Perception


Mechanism of Perception by Dimitri Strelkov

Mark 10.46-52
Jesus and his followers came into Jericho. As Jesus was leaving Jericho, together with his disciples and a sizable crowd, a blind beggar named Bartimaeus, Timaeus’ son, was sitting beside the road.

When he heard that Jesus of Nazareth was there, he began to shout, “Jesus, Son of David, show me mercy!” Many scolded him, telling him to be quiet, but he shouted even louder, “Son of David, show me mercy!” 

Jesus stopped and said, “Call him forward.” They called the blind man, “Be encouraged! Get up! He’s calling you.” Throwing his coat to the side, he jumped up and came to Jesus. 

Jesus asked him, “What do you want me to do for you?” The blind man said, “Teacher, I want to see.” Jesus said, “Go, your faith has healed you.” At once he was able to see, and he began to follow Jesus on the way.

My first question after reading this story is whether it’s about sight or seeing. And I don’t mean to be glib or play semantic games. I honestly believe there is a difference in philosophical meaning between sight and seeing—and this is especially true in the context of Mark, written in the 1stCentury CE by and for people who understood the power of metaphorical storytelling far better than we.

Our natural tendency when we read this story is to assume Jesus restored Bartimaeus’ physical sight. That leads to all sorts of erroneous conclusions about miracles and Messiahs. Reading the story as a physical healing also moves the focus of the story to Jesus. Poor Bartimaeus is reduced to a prophetic cog in the mechanics of Mark’s ham-fisted attempt to reveal Jesus as a Messianic “fulfillment of prophecy.”

If we instead examine this story as a spiritual parable (which is how I encourage everyone to interpret everything in The Bible), this story is about Bartimaeus (who represents all of us, of course), not Jesus.

Honestly, we should try reading bible stories with the idea that none of them are about Jesus, per se. Instead, they’re about the people Jesus meets in his ministry and the way they respond as Jesus helps them discover their own Christlike God-connection for themselves. Jesus doesn’t do anything for anyone. He teaches them how to do it, or, as in the Bartimaeus' story, says merely, “Go, you can already see, you’ve always been able to see, just do it.”

Why shouldn’t we think that Jesus, the most spiritually attuned, God-connected being that ever existed in the flesh, wouldn’t want to teach us how to do that for ourselves, too?

If you teach a man to fish… Remember that one?
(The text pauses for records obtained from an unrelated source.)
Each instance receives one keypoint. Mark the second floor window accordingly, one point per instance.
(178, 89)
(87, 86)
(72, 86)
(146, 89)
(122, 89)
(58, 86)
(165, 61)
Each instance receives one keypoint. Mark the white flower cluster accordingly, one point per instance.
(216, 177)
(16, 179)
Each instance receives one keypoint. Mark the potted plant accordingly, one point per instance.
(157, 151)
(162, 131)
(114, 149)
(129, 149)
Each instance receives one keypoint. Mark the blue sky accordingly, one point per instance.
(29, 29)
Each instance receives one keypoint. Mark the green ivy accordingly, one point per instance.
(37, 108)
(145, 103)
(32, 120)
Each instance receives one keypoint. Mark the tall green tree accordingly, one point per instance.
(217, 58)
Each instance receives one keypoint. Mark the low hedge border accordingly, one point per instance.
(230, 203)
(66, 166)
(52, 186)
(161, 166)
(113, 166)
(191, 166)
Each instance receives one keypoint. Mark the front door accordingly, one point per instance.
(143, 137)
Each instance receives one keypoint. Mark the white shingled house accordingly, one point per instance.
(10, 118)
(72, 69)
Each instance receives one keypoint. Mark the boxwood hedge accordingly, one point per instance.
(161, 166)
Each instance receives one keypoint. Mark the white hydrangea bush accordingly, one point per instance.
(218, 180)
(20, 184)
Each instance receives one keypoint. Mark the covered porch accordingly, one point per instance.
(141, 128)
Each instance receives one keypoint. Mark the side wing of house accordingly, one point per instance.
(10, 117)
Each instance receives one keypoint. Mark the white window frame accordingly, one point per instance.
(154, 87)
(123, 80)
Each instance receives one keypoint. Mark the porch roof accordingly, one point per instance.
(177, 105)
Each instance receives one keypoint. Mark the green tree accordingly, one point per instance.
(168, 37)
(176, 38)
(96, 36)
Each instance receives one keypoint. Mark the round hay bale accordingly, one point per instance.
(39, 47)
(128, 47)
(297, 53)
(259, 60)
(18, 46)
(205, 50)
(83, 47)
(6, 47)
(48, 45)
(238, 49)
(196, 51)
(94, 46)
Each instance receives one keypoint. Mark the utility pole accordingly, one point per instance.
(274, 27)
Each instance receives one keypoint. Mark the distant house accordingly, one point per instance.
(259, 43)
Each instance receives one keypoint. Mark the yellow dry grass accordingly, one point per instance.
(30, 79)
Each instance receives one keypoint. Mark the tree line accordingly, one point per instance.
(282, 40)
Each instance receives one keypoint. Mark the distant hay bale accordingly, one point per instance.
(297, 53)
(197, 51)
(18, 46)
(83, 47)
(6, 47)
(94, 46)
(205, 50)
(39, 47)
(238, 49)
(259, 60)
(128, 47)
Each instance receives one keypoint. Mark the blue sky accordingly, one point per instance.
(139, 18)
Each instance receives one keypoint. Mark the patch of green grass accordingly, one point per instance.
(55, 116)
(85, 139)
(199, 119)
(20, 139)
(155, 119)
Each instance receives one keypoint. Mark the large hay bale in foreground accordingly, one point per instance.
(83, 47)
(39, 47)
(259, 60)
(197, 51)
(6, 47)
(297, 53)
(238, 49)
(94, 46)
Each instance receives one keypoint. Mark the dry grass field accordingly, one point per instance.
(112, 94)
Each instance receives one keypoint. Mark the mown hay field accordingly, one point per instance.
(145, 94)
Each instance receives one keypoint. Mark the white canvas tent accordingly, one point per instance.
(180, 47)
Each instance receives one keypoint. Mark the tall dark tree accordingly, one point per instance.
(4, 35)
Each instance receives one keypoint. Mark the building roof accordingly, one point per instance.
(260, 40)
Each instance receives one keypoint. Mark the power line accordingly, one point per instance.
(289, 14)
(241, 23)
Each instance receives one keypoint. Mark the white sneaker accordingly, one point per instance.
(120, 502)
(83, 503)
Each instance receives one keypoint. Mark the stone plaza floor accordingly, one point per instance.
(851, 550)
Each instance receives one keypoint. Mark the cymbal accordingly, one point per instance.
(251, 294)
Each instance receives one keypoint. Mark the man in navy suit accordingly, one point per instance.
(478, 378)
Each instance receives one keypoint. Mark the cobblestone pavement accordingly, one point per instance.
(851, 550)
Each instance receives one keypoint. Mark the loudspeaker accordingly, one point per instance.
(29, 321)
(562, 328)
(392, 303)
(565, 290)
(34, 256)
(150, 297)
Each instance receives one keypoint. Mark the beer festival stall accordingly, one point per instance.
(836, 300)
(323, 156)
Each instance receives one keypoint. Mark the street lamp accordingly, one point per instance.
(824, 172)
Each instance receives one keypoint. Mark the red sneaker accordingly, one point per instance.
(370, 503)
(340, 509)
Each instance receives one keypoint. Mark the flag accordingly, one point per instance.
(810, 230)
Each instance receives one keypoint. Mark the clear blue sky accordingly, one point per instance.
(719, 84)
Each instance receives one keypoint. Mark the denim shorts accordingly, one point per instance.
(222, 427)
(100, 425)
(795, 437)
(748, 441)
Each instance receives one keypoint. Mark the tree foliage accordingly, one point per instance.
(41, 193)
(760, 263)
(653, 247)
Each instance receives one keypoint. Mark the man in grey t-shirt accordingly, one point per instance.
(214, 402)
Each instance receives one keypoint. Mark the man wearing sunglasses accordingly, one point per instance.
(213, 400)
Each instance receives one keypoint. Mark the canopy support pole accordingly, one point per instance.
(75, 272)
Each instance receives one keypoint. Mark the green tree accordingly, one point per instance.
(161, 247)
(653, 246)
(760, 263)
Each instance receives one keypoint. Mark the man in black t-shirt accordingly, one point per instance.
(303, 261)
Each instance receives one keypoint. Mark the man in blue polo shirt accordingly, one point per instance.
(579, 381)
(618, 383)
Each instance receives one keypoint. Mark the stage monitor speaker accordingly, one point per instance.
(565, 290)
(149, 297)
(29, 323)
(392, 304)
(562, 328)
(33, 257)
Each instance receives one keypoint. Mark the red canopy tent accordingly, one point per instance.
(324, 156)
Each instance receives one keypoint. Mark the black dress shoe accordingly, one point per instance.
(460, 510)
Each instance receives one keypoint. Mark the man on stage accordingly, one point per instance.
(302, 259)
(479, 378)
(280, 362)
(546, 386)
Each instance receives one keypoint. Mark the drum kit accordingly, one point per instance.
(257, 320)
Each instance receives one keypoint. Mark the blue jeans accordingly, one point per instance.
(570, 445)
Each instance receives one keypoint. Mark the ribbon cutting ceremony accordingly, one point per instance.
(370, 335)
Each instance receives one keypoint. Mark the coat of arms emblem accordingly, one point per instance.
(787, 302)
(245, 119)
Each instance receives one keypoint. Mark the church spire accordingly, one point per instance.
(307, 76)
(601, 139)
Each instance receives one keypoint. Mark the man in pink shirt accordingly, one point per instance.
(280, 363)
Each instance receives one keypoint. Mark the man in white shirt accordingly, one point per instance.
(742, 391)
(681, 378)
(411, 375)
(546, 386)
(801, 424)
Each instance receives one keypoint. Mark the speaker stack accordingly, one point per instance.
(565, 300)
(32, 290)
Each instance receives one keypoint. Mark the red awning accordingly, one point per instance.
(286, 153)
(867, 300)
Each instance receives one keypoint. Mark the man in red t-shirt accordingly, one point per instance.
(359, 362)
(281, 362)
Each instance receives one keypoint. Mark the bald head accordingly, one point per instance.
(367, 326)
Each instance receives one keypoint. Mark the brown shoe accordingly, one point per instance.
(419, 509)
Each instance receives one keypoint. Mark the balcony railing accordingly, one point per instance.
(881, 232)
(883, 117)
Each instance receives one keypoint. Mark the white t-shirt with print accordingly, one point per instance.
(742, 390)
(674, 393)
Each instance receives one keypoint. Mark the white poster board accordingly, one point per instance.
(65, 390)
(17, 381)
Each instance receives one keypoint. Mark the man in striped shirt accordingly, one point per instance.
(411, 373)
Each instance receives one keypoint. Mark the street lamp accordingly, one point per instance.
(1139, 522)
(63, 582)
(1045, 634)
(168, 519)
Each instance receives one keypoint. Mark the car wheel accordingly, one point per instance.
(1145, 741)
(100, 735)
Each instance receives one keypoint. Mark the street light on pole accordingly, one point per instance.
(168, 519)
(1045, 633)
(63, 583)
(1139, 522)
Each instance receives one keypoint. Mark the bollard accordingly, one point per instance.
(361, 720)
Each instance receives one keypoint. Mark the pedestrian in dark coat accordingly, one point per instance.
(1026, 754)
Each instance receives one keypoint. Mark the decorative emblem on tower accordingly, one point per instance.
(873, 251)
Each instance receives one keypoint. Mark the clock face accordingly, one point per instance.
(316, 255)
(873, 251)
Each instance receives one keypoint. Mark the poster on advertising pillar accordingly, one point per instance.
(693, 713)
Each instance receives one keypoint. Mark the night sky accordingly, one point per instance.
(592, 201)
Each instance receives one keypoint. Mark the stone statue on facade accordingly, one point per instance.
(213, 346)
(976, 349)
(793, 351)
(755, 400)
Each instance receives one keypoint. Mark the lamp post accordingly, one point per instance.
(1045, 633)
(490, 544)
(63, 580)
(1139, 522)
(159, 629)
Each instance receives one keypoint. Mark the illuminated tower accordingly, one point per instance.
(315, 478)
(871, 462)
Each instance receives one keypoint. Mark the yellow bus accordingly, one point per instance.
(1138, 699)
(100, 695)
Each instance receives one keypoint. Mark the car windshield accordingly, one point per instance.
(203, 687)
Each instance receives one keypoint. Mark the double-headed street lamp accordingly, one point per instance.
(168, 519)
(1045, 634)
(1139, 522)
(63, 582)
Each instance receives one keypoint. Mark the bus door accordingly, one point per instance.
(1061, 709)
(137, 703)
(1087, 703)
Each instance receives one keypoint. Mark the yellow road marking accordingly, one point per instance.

The Bartimaeus story is not about the miracle of Jesus restoring sight. In fact, that’s never mentioned in the story. In the parable, Bartimaeus can see. This is not a story about a blind man suddenly seeing Jesus standing before him as a bewildered crowd looks on. No, this is a story about seeing differently, not with our eyes, but with our hearts. This is a story about changing our perception, and how that change awakens us to a new universe, a new world, an entirely new way of existing as a human being—as a CONSCIOUS human being.

Jesus begs his followers to see not just the world differently, but to perceive a new reality. He urges this because he is operating with a different perception of reality. He can see beyond this sensory world into a dimension more attuned to the only genuinely universal law: love.

Jesus sees “the nature of things,” rather than their worth as objects. It’s a mystical perception of the world. He sees the love of God imbued in everything and everyone, and that’s why it seems he does these miraculous healings. In fact, Jesus isn’t doing the healing, because he knows there is no healing to be done, at least not physically.

I think that for Jesus, “healing” meant, ultimately, to change one’s perception of the world from one based on the outer worth of an object to one based on the intrinsic value of love shared by all of us. Our job, our DUTY as followers of The Christ, is to look through the outer appearances of a world gone mad and into the loving core of truth that exists deep within: there is nothingbut God and God is love. Anything else is an incomplete perception.

If we really want to change the world we need to not only work hard to create equality and compassion, we also need to change our perception of the world as a place of give and take, us and them, winners and losers. I believe this drastic change in conscious connection to the ultimate Universal Consciousness is impossible without intense, deeply self-reflective spiritual practices, the type taught by Jesus of Nazareth, Siddhartha Gautama​, and others. Truthfully, what we're ultimately after is a mystical experience—the kind Jesus shows is entirely possible when we learn how to see differently.